16 March 2011

Speed blogging

  • A very interesting World Bank paper from 1996 describes water trading, and the many ways that it can help the poor. (This paper is pre-Cochabamba, so it may seem a little optimistic, but the continued failure of government water provision means that it's still relevant.) Lots of useful and important observations in here.

  • One of which led me to the privatization of water rights in Chile (1981) as well as the water supplier to Santiago (the capital). Chile now has nearly 100% water coverage, 24/7, for its citizens. Nearly 100% of water is metered; the poor are given direct income assistance to make sure that they can afford to pay their bills. Here's another interesting paper [pdf] on public-private performance of Santiago's utility (it was good before it was privatized).

  • Desalination lobbyists and water managers on junkets in California. On the same topic, salaries of California's public workers (including many water managers) can get pretty high ($574,000?) and Australians in Melbourne will pay $ billions for their desalination plant -- whether or not they use it.

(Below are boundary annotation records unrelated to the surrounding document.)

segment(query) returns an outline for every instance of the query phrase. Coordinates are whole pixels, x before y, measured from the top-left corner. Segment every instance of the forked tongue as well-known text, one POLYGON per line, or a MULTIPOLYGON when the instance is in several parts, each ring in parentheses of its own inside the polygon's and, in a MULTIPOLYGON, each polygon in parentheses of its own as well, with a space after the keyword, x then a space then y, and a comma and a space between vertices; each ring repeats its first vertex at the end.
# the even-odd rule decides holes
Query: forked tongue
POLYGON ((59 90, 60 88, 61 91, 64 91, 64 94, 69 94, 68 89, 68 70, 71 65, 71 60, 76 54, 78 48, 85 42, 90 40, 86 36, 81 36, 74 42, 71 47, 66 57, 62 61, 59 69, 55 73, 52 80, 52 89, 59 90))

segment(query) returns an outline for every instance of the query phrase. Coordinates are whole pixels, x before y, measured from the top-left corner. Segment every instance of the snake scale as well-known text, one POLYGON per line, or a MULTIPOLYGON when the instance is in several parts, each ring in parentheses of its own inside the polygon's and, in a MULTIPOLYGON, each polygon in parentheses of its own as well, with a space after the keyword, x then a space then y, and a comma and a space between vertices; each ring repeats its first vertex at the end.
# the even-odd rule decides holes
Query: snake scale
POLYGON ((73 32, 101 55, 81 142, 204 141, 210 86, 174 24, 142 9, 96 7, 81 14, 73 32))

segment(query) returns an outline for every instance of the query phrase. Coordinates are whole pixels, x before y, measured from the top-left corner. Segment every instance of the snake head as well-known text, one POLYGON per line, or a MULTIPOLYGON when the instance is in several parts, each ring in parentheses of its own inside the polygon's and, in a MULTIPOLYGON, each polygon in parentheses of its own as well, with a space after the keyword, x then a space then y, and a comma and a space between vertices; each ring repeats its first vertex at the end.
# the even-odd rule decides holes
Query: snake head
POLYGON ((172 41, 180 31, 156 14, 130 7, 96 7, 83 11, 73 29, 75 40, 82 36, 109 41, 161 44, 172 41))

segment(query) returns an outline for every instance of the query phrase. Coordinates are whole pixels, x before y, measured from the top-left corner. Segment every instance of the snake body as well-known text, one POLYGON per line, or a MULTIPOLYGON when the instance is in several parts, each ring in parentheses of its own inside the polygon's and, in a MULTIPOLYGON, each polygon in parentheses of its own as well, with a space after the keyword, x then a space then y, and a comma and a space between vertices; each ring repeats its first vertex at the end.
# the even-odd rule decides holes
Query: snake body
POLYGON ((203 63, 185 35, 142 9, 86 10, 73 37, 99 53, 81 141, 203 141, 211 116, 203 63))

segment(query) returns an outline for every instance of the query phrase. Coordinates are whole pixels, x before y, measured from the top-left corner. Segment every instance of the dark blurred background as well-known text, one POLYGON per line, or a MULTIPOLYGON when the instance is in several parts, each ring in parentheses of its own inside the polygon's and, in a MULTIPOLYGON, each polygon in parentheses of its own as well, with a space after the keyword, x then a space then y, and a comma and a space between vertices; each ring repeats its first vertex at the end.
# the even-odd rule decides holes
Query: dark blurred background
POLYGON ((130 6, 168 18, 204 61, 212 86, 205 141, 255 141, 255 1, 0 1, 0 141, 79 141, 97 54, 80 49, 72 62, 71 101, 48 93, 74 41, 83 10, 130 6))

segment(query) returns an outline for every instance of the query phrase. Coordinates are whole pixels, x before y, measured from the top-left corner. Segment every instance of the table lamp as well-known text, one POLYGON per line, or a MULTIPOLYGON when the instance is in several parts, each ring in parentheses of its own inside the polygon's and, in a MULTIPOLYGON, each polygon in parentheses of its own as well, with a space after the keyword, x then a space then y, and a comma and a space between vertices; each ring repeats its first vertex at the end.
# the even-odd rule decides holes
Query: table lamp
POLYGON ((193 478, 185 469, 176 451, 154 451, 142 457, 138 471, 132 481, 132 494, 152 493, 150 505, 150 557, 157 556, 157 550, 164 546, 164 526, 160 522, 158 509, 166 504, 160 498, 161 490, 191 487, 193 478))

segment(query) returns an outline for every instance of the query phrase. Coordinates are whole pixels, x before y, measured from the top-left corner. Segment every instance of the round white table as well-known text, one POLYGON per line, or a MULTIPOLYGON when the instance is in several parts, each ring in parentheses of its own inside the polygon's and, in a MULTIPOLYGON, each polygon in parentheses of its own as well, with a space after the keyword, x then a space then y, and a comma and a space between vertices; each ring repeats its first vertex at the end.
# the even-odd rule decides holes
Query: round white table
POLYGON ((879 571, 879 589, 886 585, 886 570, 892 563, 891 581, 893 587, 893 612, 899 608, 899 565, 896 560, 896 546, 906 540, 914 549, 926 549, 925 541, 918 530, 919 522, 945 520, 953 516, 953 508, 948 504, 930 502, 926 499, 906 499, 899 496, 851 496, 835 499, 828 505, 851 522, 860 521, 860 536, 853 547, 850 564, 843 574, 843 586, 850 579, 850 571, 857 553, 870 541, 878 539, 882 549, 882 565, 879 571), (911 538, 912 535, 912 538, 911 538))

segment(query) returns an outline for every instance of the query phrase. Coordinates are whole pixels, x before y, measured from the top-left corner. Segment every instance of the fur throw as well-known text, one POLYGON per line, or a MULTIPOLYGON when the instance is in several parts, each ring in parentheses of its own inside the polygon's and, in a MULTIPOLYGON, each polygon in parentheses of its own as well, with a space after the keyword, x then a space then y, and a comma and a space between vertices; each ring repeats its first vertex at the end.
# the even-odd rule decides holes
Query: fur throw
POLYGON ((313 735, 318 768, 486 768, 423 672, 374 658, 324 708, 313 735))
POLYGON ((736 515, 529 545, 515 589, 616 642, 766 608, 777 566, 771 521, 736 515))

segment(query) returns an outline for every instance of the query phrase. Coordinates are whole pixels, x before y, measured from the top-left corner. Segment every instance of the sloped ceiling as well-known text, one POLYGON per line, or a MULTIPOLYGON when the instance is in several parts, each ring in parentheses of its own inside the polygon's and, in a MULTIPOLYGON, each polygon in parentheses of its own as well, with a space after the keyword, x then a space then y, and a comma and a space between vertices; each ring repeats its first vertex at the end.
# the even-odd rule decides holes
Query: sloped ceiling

  • A nice post on the chemicals in fracking fluids and some analysis on how big the business of cleaning frack-water is going to be (<$1 billion/year).

  • WaterAid is having a hard time providing water services in Mali (a case study of institutions).

  • Jay Lund (UC Davis Professor of Civil Engineering) on why many Delta levees are uneconomical.
H/Ts to RM and JWT

1 comment:

  1. It's remarkable that Prof. Lund apparently wants the sea to reclaim the land in the Delta (which may or may not be a good thing), but in Japan they don't want the sea to reclaim the land.